Besides sketch-based retrieval approaches, text-based retrieval is a fundamental search approach for any retrieval system. Textual data for searching may come from manual annotation, e.g., video name, description, or tags provided by the upload user. However, manual annotation is not always consistent, and sometimes is disorganized and even carries unreliable information. On the other hand, automatic annotation is imperfect and limited in narrowing the semantic gap among low-level visual features, user queries, and search context. In this study, we provide two approaches for text-based retrieval with automatic annotation: concept-based approach and multi-model embedding approach. We utilized the benefit of our large concept bank for the concept-based approach and an essential yet effective concept selection method. For the multi-model embedding approach, we proposed three separate models to learn the joint-embedding between video visual feature and object counting, activity, and concept. We further proposed a fusion scheme to merge the search results of these three models. These approaches are evaluated in TRECVID-AVS 2019 and provided interesting insights.

To follow up with the previous study, we run an extensive user study to evaluate the performance difference between automatic search and interactive search. The study focused on text-based retrieval with the main search module relies on the large concept bank of the Vireo video search system.

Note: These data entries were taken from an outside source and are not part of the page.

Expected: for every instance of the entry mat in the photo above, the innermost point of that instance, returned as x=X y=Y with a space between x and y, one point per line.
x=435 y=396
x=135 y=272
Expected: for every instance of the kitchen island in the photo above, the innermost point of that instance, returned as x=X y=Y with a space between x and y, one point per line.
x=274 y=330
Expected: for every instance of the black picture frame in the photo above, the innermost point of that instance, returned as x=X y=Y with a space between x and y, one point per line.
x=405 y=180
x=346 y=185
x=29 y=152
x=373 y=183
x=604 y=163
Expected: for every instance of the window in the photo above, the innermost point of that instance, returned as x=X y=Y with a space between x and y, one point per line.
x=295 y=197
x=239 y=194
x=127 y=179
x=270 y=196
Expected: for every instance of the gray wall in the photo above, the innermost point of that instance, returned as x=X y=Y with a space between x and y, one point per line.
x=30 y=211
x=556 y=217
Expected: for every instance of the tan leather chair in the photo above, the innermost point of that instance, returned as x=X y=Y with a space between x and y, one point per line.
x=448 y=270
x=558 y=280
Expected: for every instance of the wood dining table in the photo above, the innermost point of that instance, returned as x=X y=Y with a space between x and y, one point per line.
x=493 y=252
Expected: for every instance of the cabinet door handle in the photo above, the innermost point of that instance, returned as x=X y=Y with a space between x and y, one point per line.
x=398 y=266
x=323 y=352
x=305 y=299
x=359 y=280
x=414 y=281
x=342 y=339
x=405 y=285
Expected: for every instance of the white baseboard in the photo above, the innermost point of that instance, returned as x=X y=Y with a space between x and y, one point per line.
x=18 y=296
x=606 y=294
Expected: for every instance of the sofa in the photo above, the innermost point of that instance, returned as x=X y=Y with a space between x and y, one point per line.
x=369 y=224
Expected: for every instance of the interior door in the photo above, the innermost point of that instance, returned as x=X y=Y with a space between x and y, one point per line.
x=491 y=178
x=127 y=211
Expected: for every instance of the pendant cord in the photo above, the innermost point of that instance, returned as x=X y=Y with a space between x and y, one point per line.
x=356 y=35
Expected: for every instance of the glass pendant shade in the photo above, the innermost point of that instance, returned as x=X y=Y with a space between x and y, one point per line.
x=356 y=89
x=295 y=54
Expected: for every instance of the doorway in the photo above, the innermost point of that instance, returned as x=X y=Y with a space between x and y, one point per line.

In the user study, we employed two search modes, including search from scratch and searched by inspecting results provided by automatic search. The results were compared with the results of the automatic search, including concept-free and concept-based approaches. The interactions between user and system are logged to analyze the user behavior and its effect on the search result. The comparison of search results shows that automatic search performance is still not as good as an interactive search. Likewise, initiating a search with an automatic search result does not benefit the user than starting a search from scratch. Besides, the recorded interactions provide various understandings of how user composes queries, browses results, and utilizes different search modules.

The proposed systems and retrieval modules were evaluated on large-scale real-world video datasets, including IACC.3 and V3C1. Most of the evaluations have been performed in annual video search benchmarks, including the Video Browser Showdown for interactive search and the Ad-hoc Video Search of TRECVID for automatic search. Experimental results of our techniques show positive potential for real-world interactive video search application.